But these projections are, at best, pure fantasy. The scary part: Even with these pie-in-the-sky numbers, they still project the national debt to grow by $4 trillion between 2009 and 2014. The real number is likely to be $8 trillion.
The single biggest risk is interest rates. The Congressional Budget Office (CBO) assumes interest rates will stay below 5% through 2019. This is a ridiculous assumption. The Federal Reserve is printing trillions of dollars, we're fighting 2 wars, we've just committed $787 billion in stimulus spending, along with billions to our banks and auto companies -- and now we're about to commit at least a trillion dollars to national health care.

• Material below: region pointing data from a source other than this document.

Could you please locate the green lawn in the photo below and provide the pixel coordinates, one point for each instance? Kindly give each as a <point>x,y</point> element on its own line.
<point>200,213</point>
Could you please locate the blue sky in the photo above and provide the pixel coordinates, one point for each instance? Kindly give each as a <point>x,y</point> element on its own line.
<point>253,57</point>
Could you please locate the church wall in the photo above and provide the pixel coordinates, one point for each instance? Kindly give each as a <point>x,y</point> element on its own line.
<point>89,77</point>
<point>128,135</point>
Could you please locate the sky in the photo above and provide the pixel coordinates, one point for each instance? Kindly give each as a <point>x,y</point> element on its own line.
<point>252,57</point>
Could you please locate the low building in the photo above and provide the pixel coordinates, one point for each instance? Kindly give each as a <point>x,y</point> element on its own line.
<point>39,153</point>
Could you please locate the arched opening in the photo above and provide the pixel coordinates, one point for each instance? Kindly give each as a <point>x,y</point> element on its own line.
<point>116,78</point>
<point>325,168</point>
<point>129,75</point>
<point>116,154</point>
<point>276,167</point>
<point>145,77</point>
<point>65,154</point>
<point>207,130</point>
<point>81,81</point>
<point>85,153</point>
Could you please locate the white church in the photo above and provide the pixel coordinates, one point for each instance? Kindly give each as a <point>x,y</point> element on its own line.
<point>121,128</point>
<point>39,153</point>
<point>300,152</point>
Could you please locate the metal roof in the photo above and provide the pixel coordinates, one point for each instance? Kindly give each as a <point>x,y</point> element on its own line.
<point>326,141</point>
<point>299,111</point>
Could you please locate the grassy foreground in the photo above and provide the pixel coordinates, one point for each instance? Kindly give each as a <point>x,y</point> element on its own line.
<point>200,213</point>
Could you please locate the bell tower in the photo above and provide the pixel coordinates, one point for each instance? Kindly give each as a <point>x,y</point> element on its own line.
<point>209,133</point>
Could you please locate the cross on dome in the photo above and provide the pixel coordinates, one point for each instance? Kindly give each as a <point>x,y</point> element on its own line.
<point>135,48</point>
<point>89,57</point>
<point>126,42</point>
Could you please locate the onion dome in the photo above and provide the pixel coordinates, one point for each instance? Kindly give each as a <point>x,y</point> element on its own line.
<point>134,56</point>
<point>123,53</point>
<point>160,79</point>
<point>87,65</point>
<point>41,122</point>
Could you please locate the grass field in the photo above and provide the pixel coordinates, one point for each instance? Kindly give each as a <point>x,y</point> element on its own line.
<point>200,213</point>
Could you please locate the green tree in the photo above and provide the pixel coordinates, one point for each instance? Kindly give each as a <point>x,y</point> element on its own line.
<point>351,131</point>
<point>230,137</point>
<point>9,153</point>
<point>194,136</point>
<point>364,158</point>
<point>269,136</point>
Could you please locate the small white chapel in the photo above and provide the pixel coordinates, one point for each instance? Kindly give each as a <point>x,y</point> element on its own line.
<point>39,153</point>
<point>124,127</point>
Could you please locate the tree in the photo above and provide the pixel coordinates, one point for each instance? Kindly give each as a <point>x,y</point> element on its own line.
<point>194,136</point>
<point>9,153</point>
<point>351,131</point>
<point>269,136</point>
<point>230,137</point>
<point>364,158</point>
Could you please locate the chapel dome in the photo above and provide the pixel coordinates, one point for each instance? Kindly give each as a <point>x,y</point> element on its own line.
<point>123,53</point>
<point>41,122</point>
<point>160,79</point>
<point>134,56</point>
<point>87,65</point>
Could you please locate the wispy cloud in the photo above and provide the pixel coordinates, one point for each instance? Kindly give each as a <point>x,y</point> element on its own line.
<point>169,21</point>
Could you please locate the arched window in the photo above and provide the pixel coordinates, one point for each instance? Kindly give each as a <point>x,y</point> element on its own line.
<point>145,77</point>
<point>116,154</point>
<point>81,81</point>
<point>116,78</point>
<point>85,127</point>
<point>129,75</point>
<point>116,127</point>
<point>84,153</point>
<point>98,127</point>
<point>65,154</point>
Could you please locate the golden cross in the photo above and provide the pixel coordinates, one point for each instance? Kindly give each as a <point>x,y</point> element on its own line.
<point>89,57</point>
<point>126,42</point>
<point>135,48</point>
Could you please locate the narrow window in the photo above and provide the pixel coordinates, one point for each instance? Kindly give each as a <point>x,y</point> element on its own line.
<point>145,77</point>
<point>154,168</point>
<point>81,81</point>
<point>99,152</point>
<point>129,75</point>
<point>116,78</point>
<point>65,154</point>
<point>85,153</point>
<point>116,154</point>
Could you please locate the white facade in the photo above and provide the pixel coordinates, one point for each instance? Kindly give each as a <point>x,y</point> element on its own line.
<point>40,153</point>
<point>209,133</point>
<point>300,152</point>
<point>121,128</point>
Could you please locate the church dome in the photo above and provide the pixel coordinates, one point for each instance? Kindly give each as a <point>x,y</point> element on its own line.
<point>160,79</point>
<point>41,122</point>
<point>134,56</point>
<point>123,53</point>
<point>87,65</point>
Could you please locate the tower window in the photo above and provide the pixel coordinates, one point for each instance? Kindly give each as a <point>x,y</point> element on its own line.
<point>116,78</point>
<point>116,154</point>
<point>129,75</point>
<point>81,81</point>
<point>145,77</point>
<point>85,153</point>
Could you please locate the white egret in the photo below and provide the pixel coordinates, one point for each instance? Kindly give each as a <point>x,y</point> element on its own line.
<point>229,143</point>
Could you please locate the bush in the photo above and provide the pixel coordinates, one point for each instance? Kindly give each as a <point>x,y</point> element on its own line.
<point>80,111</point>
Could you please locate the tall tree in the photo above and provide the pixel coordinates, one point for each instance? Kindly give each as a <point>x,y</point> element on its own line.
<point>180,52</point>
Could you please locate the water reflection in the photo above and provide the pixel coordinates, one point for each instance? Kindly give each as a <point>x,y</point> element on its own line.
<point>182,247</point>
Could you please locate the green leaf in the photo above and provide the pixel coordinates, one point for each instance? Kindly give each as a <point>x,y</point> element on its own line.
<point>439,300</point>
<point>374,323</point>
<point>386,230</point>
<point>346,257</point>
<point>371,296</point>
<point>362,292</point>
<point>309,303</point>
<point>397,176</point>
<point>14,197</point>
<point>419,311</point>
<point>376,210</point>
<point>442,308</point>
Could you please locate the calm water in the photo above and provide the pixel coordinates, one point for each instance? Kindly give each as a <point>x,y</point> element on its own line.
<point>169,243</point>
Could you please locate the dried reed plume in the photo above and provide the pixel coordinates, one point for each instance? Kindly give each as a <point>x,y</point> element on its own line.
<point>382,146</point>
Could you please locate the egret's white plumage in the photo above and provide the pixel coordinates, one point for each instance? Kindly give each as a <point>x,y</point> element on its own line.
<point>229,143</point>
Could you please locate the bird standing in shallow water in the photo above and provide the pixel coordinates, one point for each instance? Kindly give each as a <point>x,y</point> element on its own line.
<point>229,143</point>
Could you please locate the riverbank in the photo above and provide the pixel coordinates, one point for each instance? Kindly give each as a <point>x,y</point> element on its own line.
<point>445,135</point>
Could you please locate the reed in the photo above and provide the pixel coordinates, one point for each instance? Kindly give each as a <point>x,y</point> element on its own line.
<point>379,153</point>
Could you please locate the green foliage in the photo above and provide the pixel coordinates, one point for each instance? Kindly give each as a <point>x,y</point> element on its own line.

The countries lending us this money will absolutely require higher interest rates to account for their risk. If interest rates don’t approach double digits in the next 5 years, it won't make economic sense. As Bud Conrad from Casey Research points out, just a 1% increase per year over the assumption in the budget will double the debt. The government has pushed this country to the limit of debt-induced growth, and we're no longer in control.

Click to enlarge.
Any corporate treasurer worth his or her salt would have been taking advantage of the lowest long-term Treasury rates in decades by locking in debt for 20 to 30 years. Not our Treasury Department: 40% of all US debt rolls over in less than one year; less than 5% of all US debt is locked in for 20 years or more. The average maturity is 50 months -- a 3-decade low.
The extremely short duration of this debt leaves the country susceptible to a spike in interest rates, which could drive annual interest expense from $250 billion to $500 billion virtually overnight.